My men didn’t understand the relationship between Celine and me. But the rule had been set, and they knew better than to break it.
Tonight, I was seated in my study, a glass of whiskey in my hand. My chair was swiveled to face the window as I watched the storm rolling past outside. In the dimly lit room, I sat in silence, sipping my whiskey.
Confused, I regretted nothing and everything in equal measure. The fact that I may have lost control of the situation messed with me in ways I wasn’t ready for. I’d deviated from the plot, and now I had no idea what the fuck I was even doing.
So many questions overlapped in my head about who she’d become and her role in my life. Unfortunately, I couldn’t provide an answer. She was no longer just a prisoner, though. That was for sure.
Then what was she?
What was the relationship between the two of us?
If I could answer that question correctly, I’d solve more than seventy percent of this particular problem.
Did I truly not know the answer to that? Or was I just too ashamed to admit it?
Chapter 15 – Celine
He’d been avoiding me.
I wasn’t entirely sure why, but that had been the pattern. Ever since he fucked me, he hadn’t had a proper conversation with me. We no longer ate together in the dining room, and our paths barely crossed anymore. Even when they did, he’d just nod and move on.
It hurt my feelings, and I hated myself for letting his negligence get to me. I was supposed to have seen this coming from a mile away. Men like Artur Tarasov weren’t to be trusted with anything. Let alone something as fragile as the human heart.
He never cared for me. He only wanted to smash. All those small gestures were nothing but tactics to bait me. And as the stupid, naive girl that I was, I fell for it. Artur was very good at making the whole process seem random and unplanned.
Gosh, I was such an idiot!
Despite his current attitude, I couldn’t help reminiscing on that fateful night every now and then. He’d made a woman out of me and made me feel more alive than I had ever felt before. His touch had opened my eyes to things that I’d been missing out on.

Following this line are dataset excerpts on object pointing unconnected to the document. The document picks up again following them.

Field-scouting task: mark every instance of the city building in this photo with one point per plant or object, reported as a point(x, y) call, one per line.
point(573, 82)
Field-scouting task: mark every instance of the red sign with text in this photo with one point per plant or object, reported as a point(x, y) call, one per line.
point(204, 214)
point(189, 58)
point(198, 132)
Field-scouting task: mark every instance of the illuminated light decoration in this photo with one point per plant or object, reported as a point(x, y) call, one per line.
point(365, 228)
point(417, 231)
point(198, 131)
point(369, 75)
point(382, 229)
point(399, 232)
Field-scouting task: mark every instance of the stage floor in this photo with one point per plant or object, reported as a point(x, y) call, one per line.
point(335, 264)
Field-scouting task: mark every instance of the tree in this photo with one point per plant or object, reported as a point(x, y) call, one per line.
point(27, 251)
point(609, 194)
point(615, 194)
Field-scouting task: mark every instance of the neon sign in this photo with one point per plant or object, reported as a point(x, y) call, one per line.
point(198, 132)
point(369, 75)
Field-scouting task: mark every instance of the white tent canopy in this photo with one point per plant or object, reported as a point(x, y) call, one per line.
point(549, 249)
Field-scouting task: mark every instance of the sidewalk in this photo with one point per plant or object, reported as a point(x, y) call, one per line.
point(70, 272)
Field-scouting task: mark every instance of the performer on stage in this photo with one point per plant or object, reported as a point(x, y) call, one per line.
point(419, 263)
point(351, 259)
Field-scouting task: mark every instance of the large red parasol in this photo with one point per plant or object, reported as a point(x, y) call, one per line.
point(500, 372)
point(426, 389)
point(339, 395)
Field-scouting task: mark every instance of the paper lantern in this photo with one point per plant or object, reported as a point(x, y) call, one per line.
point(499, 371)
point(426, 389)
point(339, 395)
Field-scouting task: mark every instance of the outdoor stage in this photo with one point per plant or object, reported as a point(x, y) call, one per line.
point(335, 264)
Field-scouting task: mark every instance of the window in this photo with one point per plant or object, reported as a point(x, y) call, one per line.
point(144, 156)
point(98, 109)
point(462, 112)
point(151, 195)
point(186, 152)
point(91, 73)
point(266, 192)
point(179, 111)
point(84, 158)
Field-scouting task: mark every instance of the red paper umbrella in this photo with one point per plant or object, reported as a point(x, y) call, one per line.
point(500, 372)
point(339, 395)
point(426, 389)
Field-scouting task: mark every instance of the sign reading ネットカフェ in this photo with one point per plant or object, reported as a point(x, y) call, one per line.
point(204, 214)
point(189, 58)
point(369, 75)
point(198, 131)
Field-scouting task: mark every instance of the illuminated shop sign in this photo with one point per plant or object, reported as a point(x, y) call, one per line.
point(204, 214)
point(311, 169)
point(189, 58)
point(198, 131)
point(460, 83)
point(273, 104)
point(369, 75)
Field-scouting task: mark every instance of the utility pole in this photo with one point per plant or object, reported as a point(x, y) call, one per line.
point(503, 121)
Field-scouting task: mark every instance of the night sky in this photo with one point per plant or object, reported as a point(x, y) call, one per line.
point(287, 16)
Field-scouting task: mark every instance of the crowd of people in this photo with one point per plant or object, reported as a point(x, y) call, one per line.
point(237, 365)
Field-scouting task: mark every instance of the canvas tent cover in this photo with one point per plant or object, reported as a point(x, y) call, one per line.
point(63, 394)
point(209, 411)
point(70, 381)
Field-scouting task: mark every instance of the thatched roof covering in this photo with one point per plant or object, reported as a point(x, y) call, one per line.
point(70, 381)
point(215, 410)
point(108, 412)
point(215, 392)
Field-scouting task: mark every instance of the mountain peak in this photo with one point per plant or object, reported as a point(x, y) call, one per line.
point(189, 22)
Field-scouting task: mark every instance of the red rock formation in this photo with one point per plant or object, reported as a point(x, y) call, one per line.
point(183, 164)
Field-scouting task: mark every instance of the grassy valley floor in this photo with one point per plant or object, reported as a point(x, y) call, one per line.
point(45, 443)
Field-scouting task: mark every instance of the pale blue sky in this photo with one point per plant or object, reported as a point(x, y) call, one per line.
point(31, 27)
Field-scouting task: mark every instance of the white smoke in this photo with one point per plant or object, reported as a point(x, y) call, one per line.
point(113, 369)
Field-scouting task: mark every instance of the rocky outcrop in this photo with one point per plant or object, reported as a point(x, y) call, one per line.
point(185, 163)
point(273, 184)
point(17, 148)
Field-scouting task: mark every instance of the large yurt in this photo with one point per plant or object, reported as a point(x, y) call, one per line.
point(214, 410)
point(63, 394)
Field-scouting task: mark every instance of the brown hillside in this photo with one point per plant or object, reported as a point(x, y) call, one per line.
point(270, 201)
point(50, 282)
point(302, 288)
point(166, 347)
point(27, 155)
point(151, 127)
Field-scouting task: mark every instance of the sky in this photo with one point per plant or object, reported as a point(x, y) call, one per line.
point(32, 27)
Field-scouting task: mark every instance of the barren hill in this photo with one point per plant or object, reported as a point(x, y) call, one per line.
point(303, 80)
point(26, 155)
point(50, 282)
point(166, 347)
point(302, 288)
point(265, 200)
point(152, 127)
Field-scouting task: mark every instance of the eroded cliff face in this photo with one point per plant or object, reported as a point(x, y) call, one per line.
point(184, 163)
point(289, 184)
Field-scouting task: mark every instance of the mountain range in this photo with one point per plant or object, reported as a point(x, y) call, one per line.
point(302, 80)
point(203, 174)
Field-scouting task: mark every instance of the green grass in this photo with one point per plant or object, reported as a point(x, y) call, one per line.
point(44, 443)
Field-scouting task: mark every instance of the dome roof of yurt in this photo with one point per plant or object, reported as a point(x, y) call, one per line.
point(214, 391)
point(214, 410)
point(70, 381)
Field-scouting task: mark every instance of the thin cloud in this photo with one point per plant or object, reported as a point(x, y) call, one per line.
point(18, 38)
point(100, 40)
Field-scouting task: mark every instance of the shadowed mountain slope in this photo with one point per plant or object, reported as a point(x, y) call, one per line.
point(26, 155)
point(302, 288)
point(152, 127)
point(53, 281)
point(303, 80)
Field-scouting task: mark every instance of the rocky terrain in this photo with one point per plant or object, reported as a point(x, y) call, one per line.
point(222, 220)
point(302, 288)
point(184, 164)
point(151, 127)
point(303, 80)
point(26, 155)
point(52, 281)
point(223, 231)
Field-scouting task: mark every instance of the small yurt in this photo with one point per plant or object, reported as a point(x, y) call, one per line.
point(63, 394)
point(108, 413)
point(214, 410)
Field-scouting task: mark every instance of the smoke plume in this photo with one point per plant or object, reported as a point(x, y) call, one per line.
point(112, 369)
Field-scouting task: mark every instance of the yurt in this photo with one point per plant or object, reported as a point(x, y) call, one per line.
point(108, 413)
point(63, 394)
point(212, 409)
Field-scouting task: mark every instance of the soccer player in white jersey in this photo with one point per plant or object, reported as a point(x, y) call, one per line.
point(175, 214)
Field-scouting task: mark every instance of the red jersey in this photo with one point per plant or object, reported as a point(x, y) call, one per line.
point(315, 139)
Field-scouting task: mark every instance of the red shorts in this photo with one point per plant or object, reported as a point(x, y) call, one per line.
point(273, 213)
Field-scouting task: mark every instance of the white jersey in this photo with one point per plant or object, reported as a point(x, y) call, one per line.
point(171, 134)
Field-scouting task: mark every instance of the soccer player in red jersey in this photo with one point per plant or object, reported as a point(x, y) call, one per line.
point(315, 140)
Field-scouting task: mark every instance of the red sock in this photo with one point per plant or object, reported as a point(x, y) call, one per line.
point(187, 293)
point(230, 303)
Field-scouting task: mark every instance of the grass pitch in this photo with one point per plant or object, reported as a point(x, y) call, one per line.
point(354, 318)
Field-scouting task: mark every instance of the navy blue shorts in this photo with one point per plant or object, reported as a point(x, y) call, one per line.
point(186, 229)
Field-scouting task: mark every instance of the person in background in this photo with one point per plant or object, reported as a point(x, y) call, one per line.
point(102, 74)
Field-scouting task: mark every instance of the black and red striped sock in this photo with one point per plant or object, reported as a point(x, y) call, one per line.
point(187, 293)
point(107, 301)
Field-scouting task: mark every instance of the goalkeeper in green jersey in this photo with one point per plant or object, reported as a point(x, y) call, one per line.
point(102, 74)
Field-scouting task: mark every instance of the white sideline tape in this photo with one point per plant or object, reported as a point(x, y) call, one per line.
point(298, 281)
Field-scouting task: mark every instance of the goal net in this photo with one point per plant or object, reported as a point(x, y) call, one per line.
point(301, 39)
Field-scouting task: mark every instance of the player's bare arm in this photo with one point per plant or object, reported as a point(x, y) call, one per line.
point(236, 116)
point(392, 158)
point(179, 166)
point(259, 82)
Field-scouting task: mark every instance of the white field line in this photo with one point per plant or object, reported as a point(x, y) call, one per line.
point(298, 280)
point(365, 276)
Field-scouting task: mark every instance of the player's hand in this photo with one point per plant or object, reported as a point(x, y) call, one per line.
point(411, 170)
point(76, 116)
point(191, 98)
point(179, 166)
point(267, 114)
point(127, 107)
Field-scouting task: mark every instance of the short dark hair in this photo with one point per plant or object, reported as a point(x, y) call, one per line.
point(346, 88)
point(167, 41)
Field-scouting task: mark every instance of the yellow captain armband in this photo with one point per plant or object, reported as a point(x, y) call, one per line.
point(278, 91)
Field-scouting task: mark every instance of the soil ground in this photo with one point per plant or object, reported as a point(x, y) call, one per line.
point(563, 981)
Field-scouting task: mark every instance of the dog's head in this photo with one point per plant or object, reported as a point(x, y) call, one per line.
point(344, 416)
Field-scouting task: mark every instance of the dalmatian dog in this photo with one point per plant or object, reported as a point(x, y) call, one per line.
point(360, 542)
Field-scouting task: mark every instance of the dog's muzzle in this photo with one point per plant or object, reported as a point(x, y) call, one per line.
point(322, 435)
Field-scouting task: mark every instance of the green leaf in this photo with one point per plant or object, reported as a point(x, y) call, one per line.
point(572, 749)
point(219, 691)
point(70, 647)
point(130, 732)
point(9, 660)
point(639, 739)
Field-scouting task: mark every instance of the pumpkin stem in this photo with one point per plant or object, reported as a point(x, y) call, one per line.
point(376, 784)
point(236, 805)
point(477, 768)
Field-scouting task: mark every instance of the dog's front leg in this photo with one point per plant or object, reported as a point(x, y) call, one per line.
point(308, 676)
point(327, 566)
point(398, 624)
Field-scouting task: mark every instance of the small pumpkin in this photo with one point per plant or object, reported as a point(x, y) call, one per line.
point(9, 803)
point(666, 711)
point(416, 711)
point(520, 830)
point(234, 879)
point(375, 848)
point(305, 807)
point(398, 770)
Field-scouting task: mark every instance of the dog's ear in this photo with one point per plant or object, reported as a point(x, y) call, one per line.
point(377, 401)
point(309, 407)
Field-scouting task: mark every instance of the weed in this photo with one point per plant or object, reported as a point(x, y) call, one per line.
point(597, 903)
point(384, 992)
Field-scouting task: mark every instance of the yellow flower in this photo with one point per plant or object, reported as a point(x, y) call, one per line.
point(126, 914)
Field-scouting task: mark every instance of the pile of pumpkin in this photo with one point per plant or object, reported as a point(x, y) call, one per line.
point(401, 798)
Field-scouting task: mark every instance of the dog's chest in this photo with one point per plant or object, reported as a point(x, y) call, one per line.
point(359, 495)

Now, all my body craved was him.
I wanted to feel him inside me again, to taste his tongue in my mouth and his lips on mine. But I couldn’t let myself go down that rabbit hole because he’d proven to be a dick. A big, veiny one.
Because he’d decided to avoid me, I made up my mind to let him see how much his actions were affecting me. I figured the best way to get back at him was to act like I, too, didn’t care. Like I didn’t give an actual fuck.
I moved about the place more freely nowadays and even forced myself to smile more often. This was supposed to throw him off the edge and leave him baffled. And I was almost certain it would work because men like him always loved being in charge.
Once he realized that I wasn’t affected by his nonchalance, he’d have no choice but to end the stupid game.
Every day, I put my body under subjection, denying it the very thing it craves. It was always a battle whenever I felt the urge to play with myself. Refusing was never an easy task, but at the end of the day, I learned that I had more control over my desires than I gave myself credit for.
He’d had his way with me. So what?
What was the big deal?
He didn’t take me by force. It was mutual.
I’d willingly given him my innocence, and we both enjoyed ourselves. It was pointless to feel used and played because I knew exactly what I was getting into. Regret was a luxury I couldn't afford. The deed was done. I enjoyed it while it lasted. Now, it was time to move on.
If Artur expected me to wallow in self-pity, then he had something else coming.
My carefree attitude during this period was enough to make him question who had used whom. And that was the goal. He reveled in the feeling as much as I did. And so, I wasn’t going to let anyone gaslight me into believing they stole what I willingly gave.
No.
That morning, before dawn, I woke up feeling thirsty and decided to grab a bottle of water. I wiped the remnants of sleep from my eyes and got out of bed. The marble floor was cool beneath my feet as I stepped out of my room, heading toward the kitchen.
I strolled down the hall, yawning and stretching, my hair a tangled mess. As I passed by his master bedroom, I stopped in my tracks, brows knitting together.